De betrokkene, die sinds 30 mei 2002 als cleanroom-medewerker I werkzaam was, meldde zich op 21 oktober 2002 ziek. Het Uwv weigerde hem een uitkering op basis van de Ziektewet, omdat hij volgens hen op 12 maart 2003 hersteld was. De rechtbank oordeelde echter dat de betrokkene niet in staat was om zijn werkzaamheden te verrichten, en dit oordeel werd ondersteund door rapporten van een psychiater en een arbeidsdeskundige. De Centrale Raad van Beroep oordeelt dat de rechtbank terecht het rapport van de arbeidsdeskundige heeft gevolgd en dat de betrokkene op basis van zijn psychische problematiek niet in staat was om de functie van cleanroom-medewerker I uit te oefenen.

De Raad wijst erop dat de beoordeling van de arbeidsmogelijkheden van de betrokkene niet alleen afhankelijk is van zijn concentratievermogen, maar ook van de specifieke eisen die aan de functie worden gesteld, zoals het werken onder druk en het voldoen aan deadlines. De Raad concludeert dat het hoger beroep van het Uwv niet slaagt en bevestigt de uitspraak van de rechtbank. Tevens wordt het Uwv veroordeeld in de proceskosten van de betrokkene, die zijn begroot op € 644,-.

Uitspraak

04/7401 ZW
Centrale Raad van Beroep
Meervoudige kamer
U I T S P R A A K
op het hoger beroep van:
de Raad van bestuur van het Uitvoeringsinstituut werknemersverzekeringen (hierna: appellant),
tegen de uitspraak van de rechtbank Assen van 9 december 2004, 03/583 (hierna: aangevallen uitspraak),
in het geding tussen:
[betrokkene] (hierna: betrokkene)
en
appellant.
Datum uitspraak: 9 mei 2007
I. PROCESVERLOOP
Namens appellant is hoger beroep ingesteld.
Namens betrokkene heeft mr. J.H.F. Terpstra, werkzaam bij het Bureau Drenthe van Rechtshulp Noord, een verweerschrift ingediend.
Het onderzoek ter zitting heeft plaatsgevonden op 28 maart 2007. Namens appellant is verschenen mr. Th. Martens. Namens betrokkene is verschenen mr. L.A.A. Ongenae, interimjurist bij Rechtshulp Noord.
II. OVERWEGINGEN
Betrokkene was sedert 30 mei 2002 in het kader van de Wet Sociale Werkvoorziening (WSW) werkzaam bij [[berdijfsnaam]snaam] te Assen (hierna: [berdijfsnaam]) in de functie van cleanroom-medewerker I voor 36 uur per week op basis van een arbeidsovereenkomst voor bepaalde tijd. Op 21 oktober 2002 heeft hij zich ziek gemeld. Per 30 november 2002 is het arbeidscontract van rechtswege geëindigd.
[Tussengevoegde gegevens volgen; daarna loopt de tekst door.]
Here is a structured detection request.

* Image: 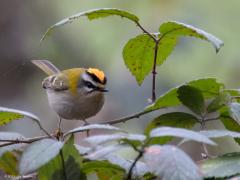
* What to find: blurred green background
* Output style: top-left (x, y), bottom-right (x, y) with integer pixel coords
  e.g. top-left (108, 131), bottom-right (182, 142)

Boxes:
top-left (0, 0), bottom-right (240, 159)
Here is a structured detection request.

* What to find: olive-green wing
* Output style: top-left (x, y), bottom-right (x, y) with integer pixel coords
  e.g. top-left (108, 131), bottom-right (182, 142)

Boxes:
top-left (42, 74), bottom-right (69, 91)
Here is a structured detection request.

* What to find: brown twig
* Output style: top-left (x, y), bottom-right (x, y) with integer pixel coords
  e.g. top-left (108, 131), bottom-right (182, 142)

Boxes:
top-left (101, 108), bottom-right (158, 125)
top-left (200, 117), bottom-right (210, 159)
top-left (126, 150), bottom-right (144, 180)
top-left (136, 22), bottom-right (156, 41)
top-left (151, 40), bottom-right (159, 102)
top-left (34, 120), bottom-right (52, 137)
top-left (0, 135), bottom-right (53, 148)
top-left (135, 22), bottom-right (159, 102)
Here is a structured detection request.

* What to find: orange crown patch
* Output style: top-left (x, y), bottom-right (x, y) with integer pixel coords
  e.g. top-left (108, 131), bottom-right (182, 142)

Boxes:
top-left (87, 68), bottom-right (106, 84)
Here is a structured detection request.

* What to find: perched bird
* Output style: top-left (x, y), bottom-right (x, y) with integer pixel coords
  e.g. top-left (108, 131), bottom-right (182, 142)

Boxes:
top-left (32, 60), bottom-right (107, 128)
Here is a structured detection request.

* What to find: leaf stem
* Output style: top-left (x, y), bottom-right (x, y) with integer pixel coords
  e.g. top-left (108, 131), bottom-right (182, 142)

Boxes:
top-left (200, 118), bottom-right (210, 159)
top-left (136, 22), bottom-right (156, 41)
top-left (126, 150), bottom-right (144, 180)
top-left (135, 22), bottom-right (159, 102)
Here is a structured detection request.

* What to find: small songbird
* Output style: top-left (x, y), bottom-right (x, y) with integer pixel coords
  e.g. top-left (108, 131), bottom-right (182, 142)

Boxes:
top-left (32, 60), bottom-right (107, 127)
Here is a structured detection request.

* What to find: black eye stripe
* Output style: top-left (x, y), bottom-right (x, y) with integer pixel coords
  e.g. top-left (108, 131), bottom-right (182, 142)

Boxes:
top-left (84, 81), bottom-right (96, 89)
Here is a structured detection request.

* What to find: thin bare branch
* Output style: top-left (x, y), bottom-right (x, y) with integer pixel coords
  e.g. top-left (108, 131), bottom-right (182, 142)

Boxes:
top-left (136, 22), bottom-right (157, 42)
top-left (126, 150), bottom-right (144, 180)
top-left (34, 120), bottom-right (52, 137)
top-left (151, 40), bottom-right (159, 102)
top-left (0, 135), bottom-right (52, 148)
top-left (100, 108), bottom-right (159, 125)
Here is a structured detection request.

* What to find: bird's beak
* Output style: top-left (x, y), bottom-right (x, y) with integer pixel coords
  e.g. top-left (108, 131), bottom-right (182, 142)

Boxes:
top-left (96, 86), bottom-right (108, 92)
top-left (99, 88), bottom-right (108, 92)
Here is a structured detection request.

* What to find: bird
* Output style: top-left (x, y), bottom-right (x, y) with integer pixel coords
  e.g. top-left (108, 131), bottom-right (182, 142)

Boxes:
top-left (32, 60), bottom-right (107, 131)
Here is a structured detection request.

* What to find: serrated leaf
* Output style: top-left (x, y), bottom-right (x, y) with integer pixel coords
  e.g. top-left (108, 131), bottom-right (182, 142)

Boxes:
top-left (220, 107), bottom-right (240, 145)
top-left (144, 145), bottom-right (202, 180)
top-left (150, 126), bottom-right (215, 145)
top-left (39, 136), bottom-right (86, 180)
top-left (84, 133), bottom-right (146, 146)
top-left (145, 112), bottom-right (198, 144)
top-left (41, 8), bottom-right (139, 42)
top-left (0, 132), bottom-right (25, 157)
top-left (0, 152), bottom-right (18, 175)
top-left (19, 139), bottom-right (63, 175)
top-left (123, 34), bottom-right (156, 85)
top-left (82, 160), bottom-right (125, 179)
top-left (230, 102), bottom-right (240, 124)
top-left (64, 124), bottom-right (122, 137)
top-left (200, 130), bottom-right (240, 139)
top-left (146, 78), bottom-right (224, 111)
top-left (207, 92), bottom-right (230, 113)
top-left (199, 152), bottom-right (240, 178)
top-left (159, 21), bottom-right (224, 52)
top-left (177, 85), bottom-right (205, 115)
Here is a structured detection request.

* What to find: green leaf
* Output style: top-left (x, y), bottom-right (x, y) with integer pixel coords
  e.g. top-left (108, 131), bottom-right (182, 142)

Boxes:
top-left (0, 108), bottom-right (23, 126)
top-left (145, 87), bottom-right (179, 111)
top-left (0, 132), bottom-right (25, 157)
top-left (41, 8), bottom-right (139, 42)
top-left (145, 112), bottom-right (198, 144)
top-left (150, 126), bottom-right (215, 145)
top-left (199, 152), bottom-right (240, 178)
top-left (156, 34), bottom-right (178, 66)
top-left (39, 136), bottom-right (86, 180)
top-left (220, 107), bottom-right (240, 145)
top-left (142, 172), bottom-right (157, 180)
top-left (159, 21), bottom-right (224, 53)
top-left (177, 85), bottom-right (205, 115)
top-left (123, 33), bottom-right (178, 85)
top-left (0, 107), bottom-right (45, 136)
top-left (19, 139), bottom-right (63, 175)
top-left (146, 78), bottom-right (224, 111)
top-left (64, 124), bottom-right (123, 138)
top-left (224, 89), bottom-right (240, 97)
top-left (207, 92), bottom-right (230, 113)
top-left (123, 34), bottom-right (156, 85)
top-left (82, 160), bottom-right (125, 180)
top-left (144, 145), bottom-right (202, 180)
top-left (0, 152), bottom-right (18, 175)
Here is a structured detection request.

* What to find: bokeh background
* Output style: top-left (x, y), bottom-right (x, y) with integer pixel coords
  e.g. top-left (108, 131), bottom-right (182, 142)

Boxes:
top-left (0, 0), bottom-right (240, 161)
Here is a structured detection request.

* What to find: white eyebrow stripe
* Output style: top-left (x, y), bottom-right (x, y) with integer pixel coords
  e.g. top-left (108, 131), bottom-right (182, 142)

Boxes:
top-left (82, 73), bottom-right (97, 86)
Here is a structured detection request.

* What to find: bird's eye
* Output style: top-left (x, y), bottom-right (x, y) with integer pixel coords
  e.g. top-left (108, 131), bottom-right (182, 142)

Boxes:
top-left (85, 81), bottom-right (95, 89)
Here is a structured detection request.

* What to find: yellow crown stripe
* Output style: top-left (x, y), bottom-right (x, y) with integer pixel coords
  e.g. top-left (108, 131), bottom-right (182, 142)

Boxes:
top-left (87, 68), bottom-right (105, 83)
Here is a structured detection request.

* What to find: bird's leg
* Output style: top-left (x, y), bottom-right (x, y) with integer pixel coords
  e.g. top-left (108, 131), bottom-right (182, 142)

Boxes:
top-left (56, 117), bottom-right (63, 140)
top-left (83, 119), bottom-right (90, 137)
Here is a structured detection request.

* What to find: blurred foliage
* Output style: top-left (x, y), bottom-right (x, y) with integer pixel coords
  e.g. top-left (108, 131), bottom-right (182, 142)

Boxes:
top-left (0, 0), bottom-right (240, 163)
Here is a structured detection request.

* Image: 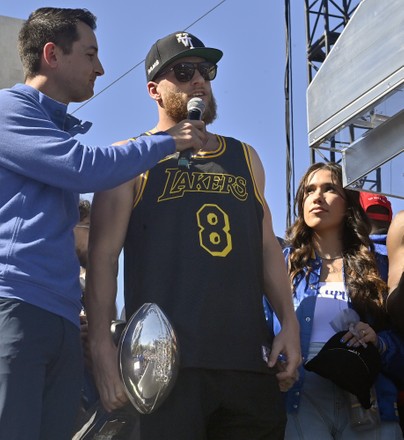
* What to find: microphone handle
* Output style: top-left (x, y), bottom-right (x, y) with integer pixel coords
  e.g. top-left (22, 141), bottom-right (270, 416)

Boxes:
top-left (178, 109), bottom-right (202, 169)
top-left (187, 109), bottom-right (202, 121)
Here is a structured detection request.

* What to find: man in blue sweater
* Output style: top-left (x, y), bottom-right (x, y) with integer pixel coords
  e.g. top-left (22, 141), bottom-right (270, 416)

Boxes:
top-left (0, 8), bottom-right (206, 440)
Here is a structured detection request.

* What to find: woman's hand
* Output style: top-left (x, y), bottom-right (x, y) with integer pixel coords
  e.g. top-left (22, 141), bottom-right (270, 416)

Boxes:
top-left (341, 321), bottom-right (378, 348)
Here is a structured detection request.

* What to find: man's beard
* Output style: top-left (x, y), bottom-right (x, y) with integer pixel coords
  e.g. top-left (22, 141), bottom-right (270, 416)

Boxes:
top-left (163, 91), bottom-right (217, 125)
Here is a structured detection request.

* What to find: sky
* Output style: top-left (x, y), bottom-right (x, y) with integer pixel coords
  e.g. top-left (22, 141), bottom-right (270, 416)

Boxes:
top-left (1, 0), bottom-right (314, 234)
top-left (2, 1), bottom-right (403, 311)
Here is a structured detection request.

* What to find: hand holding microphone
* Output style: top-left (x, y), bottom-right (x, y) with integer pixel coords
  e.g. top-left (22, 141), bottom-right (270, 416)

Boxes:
top-left (164, 98), bottom-right (206, 164)
top-left (178, 97), bottom-right (206, 168)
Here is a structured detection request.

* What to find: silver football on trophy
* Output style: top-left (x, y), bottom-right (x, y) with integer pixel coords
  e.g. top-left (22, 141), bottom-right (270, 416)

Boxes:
top-left (118, 303), bottom-right (180, 414)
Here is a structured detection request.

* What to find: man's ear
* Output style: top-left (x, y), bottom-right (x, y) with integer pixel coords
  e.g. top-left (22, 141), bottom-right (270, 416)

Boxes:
top-left (43, 42), bottom-right (59, 68)
top-left (147, 81), bottom-right (161, 102)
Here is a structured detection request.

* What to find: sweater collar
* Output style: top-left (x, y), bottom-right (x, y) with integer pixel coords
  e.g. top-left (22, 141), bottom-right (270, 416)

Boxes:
top-left (14, 83), bottom-right (92, 135)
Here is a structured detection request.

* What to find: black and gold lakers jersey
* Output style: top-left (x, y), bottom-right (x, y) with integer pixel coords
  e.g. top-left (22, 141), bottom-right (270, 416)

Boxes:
top-left (124, 135), bottom-right (273, 373)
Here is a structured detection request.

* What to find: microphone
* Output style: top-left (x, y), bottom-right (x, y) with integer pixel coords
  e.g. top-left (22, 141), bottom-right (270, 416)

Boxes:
top-left (178, 97), bottom-right (206, 169)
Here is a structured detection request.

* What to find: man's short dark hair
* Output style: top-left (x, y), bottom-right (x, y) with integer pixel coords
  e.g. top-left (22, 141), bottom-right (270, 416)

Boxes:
top-left (18, 7), bottom-right (97, 79)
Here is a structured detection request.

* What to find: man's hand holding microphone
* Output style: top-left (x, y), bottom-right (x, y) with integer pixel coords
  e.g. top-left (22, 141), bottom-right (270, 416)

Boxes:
top-left (166, 97), bottom-right (206, 162)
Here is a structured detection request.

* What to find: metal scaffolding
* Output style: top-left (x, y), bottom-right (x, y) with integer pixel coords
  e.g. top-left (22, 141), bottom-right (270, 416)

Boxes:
top-left (304, 0), bottom-right (365, 168)
top-left (304, 0), bottom-right (403, 199)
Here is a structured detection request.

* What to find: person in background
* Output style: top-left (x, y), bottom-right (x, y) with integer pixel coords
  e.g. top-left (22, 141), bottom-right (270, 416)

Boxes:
top-left (359, 192), bottom-right (392, 235)
top-left (359, 192), bottom-right (404, 433)
top-left (385, 210), bottom-right (404, 435)
top-left (0, 8), bottom-right (206, 440)
top-left (72, 199), bottom-right (123, 438)
top-left (86, 30), bottom-right (301, 439)
top-left (73, 199), bottom-right (101, 415)
top-left (386, 210), bottom-right (404, 335)
top-left (74, 199), bottom-right (91, 296)
top-left (359, 191), bottom-right (393, 282)
top-left (270, 162), bottom-right (403, 439)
Op 5 maart 2003 is betrokkene in het kader van de Ziektewet (ZW) onderzocht door een verzekeringsarts die hem per 12 maart 2003 hersteld verklaarde voor de laatstelijk verrichte arbeid. In overeenstemming hiermee heeft het Uwv bij besluit van 5 maart 2003 geweigerd betrokkene vanaf 12 maart 2003 uitkering ingevolge de ZW te verstrekken. Bij besluit van 3 juni 2003 (hierna: het bestreden besluit) heeft appellant het bezwaar van betrokkene tegen het besluit van 5 maart 2003 ongegrond verklaard.
De rechtbank heeft betrokkene laten onderzoeken door psychiater C.J.F. Kemperman en een arbeidsplaatsonderzoek laten instellen door arbeidsdeskundige S. Brouwer. Bij de aangevallen uitspraak heeft de rechtbank het beroep tegen het bestreden besluit gegrond verklaard op de grond dat appellant bij zijn beoordeling is uitgegaan van een onjuiste maatstaf arbeid, het bestreden besluit vernietigd, opdracht gegeven tot het nemen van een nieuw besluit op bezwaar en bepalingen gegeven omtrent vergoeding van proceskosten en griffierecht.
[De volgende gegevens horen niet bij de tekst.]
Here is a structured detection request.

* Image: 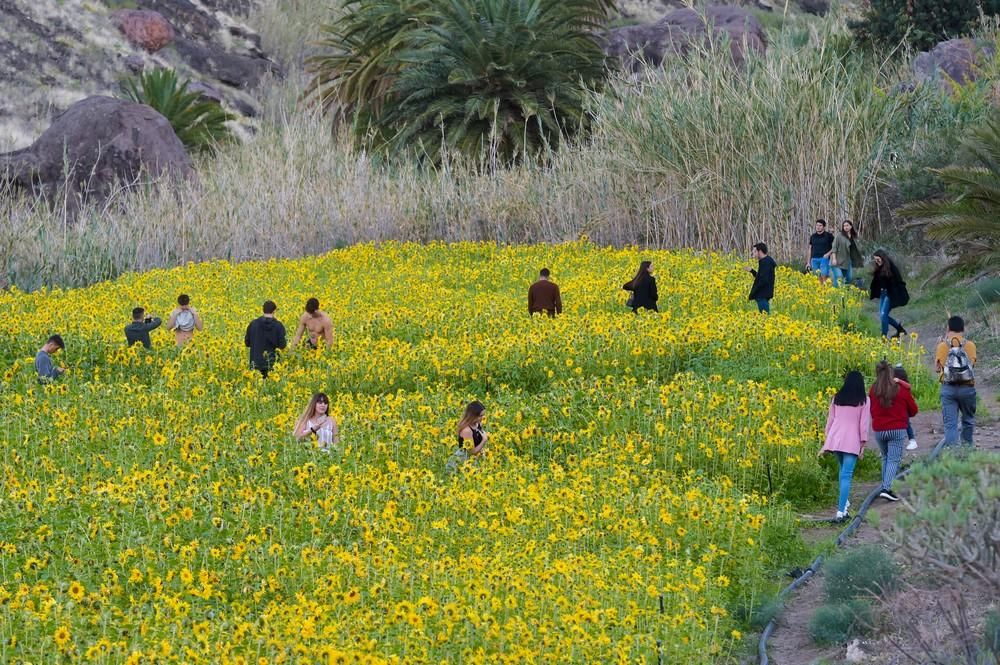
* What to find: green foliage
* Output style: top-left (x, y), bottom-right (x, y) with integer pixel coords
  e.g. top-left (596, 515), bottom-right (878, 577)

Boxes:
top-left (823, 546), bottom-right (901, 603)
top-left (886, 451), bottom-right (1000, 595)
top-left (306, 0), bottom-right (612, 162)
top-left (119, 68), bottom-right (235, 155)
top-left (808, 599), bottom-right (874, 645)
top-left (898, 113), bottom-right (1000, 280)
top-left (985, 609), bottom-right (1000, 655)
top-left (850, 0), bottom-right (1000, 50)
top-left (969, 277), bottom-right (1000, 306)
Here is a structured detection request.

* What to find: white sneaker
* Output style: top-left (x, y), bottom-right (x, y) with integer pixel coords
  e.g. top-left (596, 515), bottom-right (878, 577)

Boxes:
top-left (906, 439), bottom-right (918, 450)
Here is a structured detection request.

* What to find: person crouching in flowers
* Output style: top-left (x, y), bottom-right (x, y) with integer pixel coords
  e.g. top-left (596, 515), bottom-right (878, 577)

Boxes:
top-left (819, 371), bottom-right (870, 521)
top-left (294, 392), bottom-right (339, 453)
top-left (446, 401), bottom-right (489, 474)
top-left (870, 361), bottom-right (918, 502)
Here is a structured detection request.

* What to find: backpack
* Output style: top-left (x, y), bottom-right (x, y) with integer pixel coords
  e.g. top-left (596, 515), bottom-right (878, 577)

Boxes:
top-left (174, 308), bottom-right (196, 332)
top-left (943, 339), bottom-right (974, 384)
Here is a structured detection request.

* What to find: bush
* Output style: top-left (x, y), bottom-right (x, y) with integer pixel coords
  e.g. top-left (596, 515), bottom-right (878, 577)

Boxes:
top-left (808, 600), bottom-right (874, 644)
top-left (850, 0), bottom-right (1000, 51)
top-left (985, 609), bottom-right (1000, 656)
top-left (306, 0), bottom-right (612, 162)
top-left (119, 68), bottom-right (235, 155)
top-left (823, 545), bottom-right (901, 603)
top-left (886, 452), bottom-right (1000, 596)
top-left (969, 277), bottom-right (1000, 307)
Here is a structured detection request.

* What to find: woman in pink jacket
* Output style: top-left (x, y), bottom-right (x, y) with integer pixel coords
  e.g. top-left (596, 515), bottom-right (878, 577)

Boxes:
top-left (820, 371), bottom-right (871, 520)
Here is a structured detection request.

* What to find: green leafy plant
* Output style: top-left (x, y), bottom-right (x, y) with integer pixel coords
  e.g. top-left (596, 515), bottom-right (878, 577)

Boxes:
top-left (898, 113), bottom-right (1000, 280)
top-left (306, 0), bottom-right (612, 162)
top-left (808, 599), bottom-right (874, 644)
top-left (120, 68), bottom-right (235, 155)
top-left (985, 609), bottom-right (1000, 656)
top-left (823, 545), bottom-right (901, 603)
top-left (850, 0), bottom-right (1000, 50)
Appellant heeft in hoger beroep aangevoerd dat de rechtbank ten onrechte bij de bepaling van de maatstaf arbeid het rapport van de arbeidsdeskundige Brouwer heeft gevolgd. Appellant is van oordeel dat bij een ZW-beoordeling van een WSW-werknemer voor de maatstaf arbeid dient te worden uitgegaan van de WSW-norm, die inhoudt dat de arbeid dient te zijn aangepast aan de mogelijkheden van de werknemer. Indien de betrokkene uitvalt omdat de aangeboden arbeid voor hem te zwaar is, betekent dit dat de WSW-werkgever zich niet houdt aan de WSW-norm. In dat geval dienen de gevolgen van de uitval voor risico van de werkgever te komen. Appellant stelt zich voorts op het standpunt dat betrokkene met zijn beperkingen de functie van cleanroom-medeweker I op
12 maart 2003 kon verrichten. In dit verband heeft appellant aangevoerd dat Brouwer de arbeidsbeperkingen van betrokkene en de belastingen in de functie cleanroom-medewerker in WSW-verband onjuist heeft geïnterpreteerd.
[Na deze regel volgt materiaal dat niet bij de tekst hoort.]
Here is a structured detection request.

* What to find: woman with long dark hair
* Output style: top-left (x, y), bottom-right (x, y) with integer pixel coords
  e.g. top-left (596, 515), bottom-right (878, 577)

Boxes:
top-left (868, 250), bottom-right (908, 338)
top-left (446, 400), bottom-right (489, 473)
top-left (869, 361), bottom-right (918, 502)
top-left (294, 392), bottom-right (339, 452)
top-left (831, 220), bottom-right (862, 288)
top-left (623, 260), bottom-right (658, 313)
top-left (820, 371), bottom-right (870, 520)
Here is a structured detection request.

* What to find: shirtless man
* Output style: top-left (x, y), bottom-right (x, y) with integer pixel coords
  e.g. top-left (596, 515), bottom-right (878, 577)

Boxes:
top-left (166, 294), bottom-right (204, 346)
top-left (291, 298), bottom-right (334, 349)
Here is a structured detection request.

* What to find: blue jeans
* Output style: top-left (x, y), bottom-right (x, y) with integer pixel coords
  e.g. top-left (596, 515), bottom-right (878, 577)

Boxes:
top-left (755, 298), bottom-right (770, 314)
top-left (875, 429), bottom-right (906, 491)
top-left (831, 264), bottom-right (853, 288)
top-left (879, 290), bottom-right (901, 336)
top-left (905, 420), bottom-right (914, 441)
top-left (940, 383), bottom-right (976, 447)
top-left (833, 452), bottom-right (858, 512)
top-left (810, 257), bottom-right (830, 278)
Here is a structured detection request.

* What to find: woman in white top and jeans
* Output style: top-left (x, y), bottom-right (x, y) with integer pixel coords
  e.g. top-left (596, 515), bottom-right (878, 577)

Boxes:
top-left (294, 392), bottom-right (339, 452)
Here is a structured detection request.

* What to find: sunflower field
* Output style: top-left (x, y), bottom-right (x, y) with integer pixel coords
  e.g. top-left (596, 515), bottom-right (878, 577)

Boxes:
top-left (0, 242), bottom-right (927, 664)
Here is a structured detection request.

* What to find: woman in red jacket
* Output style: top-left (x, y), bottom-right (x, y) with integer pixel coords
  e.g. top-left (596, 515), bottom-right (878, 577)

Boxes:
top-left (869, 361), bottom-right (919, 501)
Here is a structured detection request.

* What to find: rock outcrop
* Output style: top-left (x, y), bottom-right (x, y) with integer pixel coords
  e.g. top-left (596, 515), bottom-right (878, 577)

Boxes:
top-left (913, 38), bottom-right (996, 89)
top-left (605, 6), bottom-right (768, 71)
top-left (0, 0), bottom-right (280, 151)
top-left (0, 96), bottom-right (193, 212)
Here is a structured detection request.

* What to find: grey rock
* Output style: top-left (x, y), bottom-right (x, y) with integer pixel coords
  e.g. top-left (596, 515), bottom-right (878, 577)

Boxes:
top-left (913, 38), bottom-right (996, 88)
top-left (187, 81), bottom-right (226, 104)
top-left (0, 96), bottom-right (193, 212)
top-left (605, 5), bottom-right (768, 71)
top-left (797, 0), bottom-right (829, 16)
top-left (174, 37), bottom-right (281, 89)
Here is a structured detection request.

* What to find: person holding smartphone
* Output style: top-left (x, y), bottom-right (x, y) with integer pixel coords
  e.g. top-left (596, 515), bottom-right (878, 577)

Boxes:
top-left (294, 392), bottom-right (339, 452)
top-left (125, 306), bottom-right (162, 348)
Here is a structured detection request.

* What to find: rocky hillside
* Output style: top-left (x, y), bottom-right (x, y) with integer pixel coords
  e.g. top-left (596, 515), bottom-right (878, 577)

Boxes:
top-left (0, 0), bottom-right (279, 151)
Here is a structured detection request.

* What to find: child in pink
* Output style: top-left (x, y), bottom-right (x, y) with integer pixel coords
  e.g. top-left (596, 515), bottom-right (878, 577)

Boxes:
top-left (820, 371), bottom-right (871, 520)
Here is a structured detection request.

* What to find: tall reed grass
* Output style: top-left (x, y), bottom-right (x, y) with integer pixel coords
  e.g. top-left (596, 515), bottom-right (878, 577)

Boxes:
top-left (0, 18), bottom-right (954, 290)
De Raad oordeelt als volgt.
Ingevolge de jurisprudentie van de Raad dient onder “zijn arbeid” in de zin van artikel 19, eerste lid, van de ZW, te worden verstaan de laatstelijk voor de ziekmelding feitelijk verrichte arbeid.
De Raad is van oordeel dat de rechtbank met juistheid heeft overwogen dat ook ingeval de betrokkene werkzaamheden in WSW-verband verricht, de laatstelijk voor de uitval feitelijk verrichte arbeid, inclusief de daarbij optredende specifieke omstandigheden, de maatstaf vormt waaraan in het kader van de ZW dient te worden getoetst. Alleen wanneer de arbeidsrelatie ten tijde van de ziekmelding reeds is beëindigd en een persoon zich vanuit een uitkeringssituatie ingevolge de Werkloosheidswet ziek meldt, kunnen bij de bepaling van de maatstaf arbeid de specifieke met het werk bij de voormalige werkgever samenhangende omstandigheden buiten beschouwing worden gelaten.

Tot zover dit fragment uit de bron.